The twelve datasets we used can be found at the following web addresses, respectively: Circ2Disease at http://bioinformatics.zju.edu.cn/Circ2Disease , CircR2Disease at http://bioinfo.snnu.edu.cn/CircR2Disease , CTD at https://ctdbase.org , circAtlas at http://circatlas.biols.ac.cn/ , circBase at http://www.circbase.org/ , RAID at http://www.rna-society.org/404.shtml , starBase at http://www.sysu.edu.cn/403.html , HMDD at http://www.cuilab.cn/hmdd , miR2Disease at http://www.mir2disease.org/ , miRTarBase at https://mirtarbase.cuhk.edu.cn/~miRTarBase/miRTarBase_2022/php/index.php , DisGeNET at https://www.disgenet.org/ , and MeSH at https://www.nlm.nih.gov/mesh/meshhome.html

To cite the article, you can use the citation below: Kouhsar, M., Kashaninia, E., Mardani, B. et al. CircWalk: a novel approach to predict CircRNA-disease association based on heterogeneous network representation learning. BMC Bioinformatics 23, 331 (2022). https://doi.org/10.1186/s12859-022-04883-9

Notes

Before you run the code, either:

  • download the files listed here and paste them into the Data directory in the clone of the CircWalk repo that you have downloaded on your machine.

Or,

  • install deepwalk and do the following:

    1. Go to the RawData directory on the clone of the CircWalk repo that you have downloaded on your machine. Then, run this command for every feature space size you need:
    deepwalk --format edgelist --input intMergedNetwork.edgelist --representation-size <FEATURE_SIZE> --workers 2 --output entity_representations<FEATURE_SIZE>.embeddings 
    

    E.g. to make embeddings (=feature vectors) of size 100 this is what the command would look like:

    deepwalk --format edgelist --input intMergedNetwork.edgelist --representation-size 100 --workers 2 --output entity_representations100.embeddings
    

    (That --workers parameter is optional but it obviously increases performance)

    As you can observe in the code, the current code needs feature sizes from 10 to 200 (only the multiples of ten)

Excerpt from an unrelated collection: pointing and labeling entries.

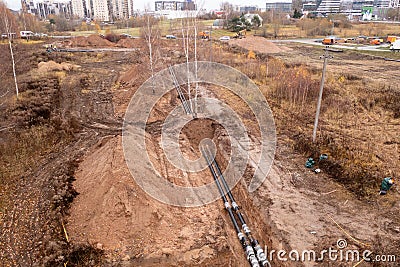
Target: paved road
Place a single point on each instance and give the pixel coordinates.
(337, 46)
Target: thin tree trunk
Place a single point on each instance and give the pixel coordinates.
(11, 52)
(13, 62)
(195, 65)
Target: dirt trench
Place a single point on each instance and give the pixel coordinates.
(113, 213)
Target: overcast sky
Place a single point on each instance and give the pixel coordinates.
(141, 4)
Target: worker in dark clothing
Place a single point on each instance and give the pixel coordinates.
(386, 184)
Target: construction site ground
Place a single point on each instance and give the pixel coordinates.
(68, 198)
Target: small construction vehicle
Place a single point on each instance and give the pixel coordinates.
(240, 34)
(376, 41)
(395, 46)
(329, 40)
(391, 39)
(204, 35)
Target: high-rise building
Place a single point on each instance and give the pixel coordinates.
(174, 5)
(329, 6)
(394, 4)
(44, 8)
(121, 9)
(279, 6)
(81, 8)
(103, 10)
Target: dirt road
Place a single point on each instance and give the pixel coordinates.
(81, 180)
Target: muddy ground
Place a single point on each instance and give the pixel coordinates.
(79, 178)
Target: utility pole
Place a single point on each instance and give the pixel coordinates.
(321, 89)
(210, 39)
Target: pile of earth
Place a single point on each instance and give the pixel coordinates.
(91, 41)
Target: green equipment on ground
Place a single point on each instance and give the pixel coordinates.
(386, 184)
(310, 163)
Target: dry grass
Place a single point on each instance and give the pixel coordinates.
(358, 124)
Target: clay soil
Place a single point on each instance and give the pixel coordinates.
(78, 205)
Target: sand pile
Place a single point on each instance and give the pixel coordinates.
(258, 44)
(92, 41)
(53, 66)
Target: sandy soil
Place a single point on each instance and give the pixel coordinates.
(294, 209)
(259, 44)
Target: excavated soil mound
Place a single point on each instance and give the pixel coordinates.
(92, 40)
(53, 66)
(127, 43)
(258, 44)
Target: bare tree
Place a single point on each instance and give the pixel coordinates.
(9, 25)
(151, 33)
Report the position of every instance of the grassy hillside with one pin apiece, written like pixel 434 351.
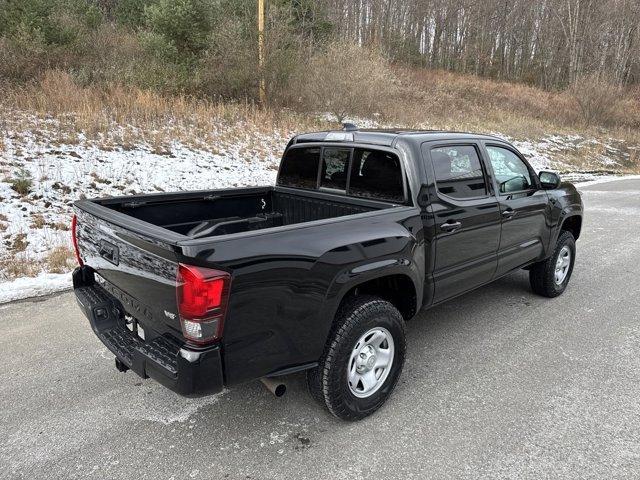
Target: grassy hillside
pixel 60 141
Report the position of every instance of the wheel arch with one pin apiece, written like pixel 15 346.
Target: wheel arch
pixel 398 288
pixel 572 224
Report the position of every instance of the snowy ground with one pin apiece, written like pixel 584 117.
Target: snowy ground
pixel 34 224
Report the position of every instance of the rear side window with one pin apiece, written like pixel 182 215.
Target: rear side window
pixel 458 171
pixel 335 166
pixel 299 168
pixel 376 174
pixel 511 172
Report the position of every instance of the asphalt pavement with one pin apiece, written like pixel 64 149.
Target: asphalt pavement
pixel 499 383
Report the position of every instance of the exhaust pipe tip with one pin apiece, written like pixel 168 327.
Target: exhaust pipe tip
pixel 276 387
pixel 121 366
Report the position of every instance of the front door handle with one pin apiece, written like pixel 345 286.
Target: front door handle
pixel 450 226
pixel 508 213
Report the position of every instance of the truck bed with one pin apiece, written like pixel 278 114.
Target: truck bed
pixel 221 212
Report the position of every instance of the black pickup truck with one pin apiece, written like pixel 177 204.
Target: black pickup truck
pixel 363 229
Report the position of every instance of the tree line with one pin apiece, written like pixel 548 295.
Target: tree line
pixel 549 43
pixel 209 46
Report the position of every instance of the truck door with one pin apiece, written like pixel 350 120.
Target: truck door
pixel 523 208
pixel 466 218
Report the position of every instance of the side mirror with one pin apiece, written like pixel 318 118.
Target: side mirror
pixel 423 196
pixel 549 180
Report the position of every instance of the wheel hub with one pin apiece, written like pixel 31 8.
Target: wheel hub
pixel 370 362
pixel 563 263
pixel 366 359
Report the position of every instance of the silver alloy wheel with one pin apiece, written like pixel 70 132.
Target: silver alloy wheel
pixel 562 265
pixel 370 362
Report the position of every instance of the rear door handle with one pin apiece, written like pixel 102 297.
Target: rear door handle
pixel 450 226
pixel 508 213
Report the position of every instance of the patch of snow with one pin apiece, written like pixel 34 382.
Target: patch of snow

    1. Then remove the first row of the output file named entity_representations<FEATURE_SIZE>.embeddings. The first row consists of only two integers and is not a feature vector and hence has to be removed becuase in the Python code it is assumed that embedding files are .csv files consisting of fixed-length rows of features.

    2. Then you can cut and paste the output files to the Data directory where embeddings of size 10 to 50 already reside and run boosting_training.py for the XGBoost classifier, or any other file in /Data ending with _training.py for other classifiers. The results will be written to /Results/xgboost/xgboostReport.docx.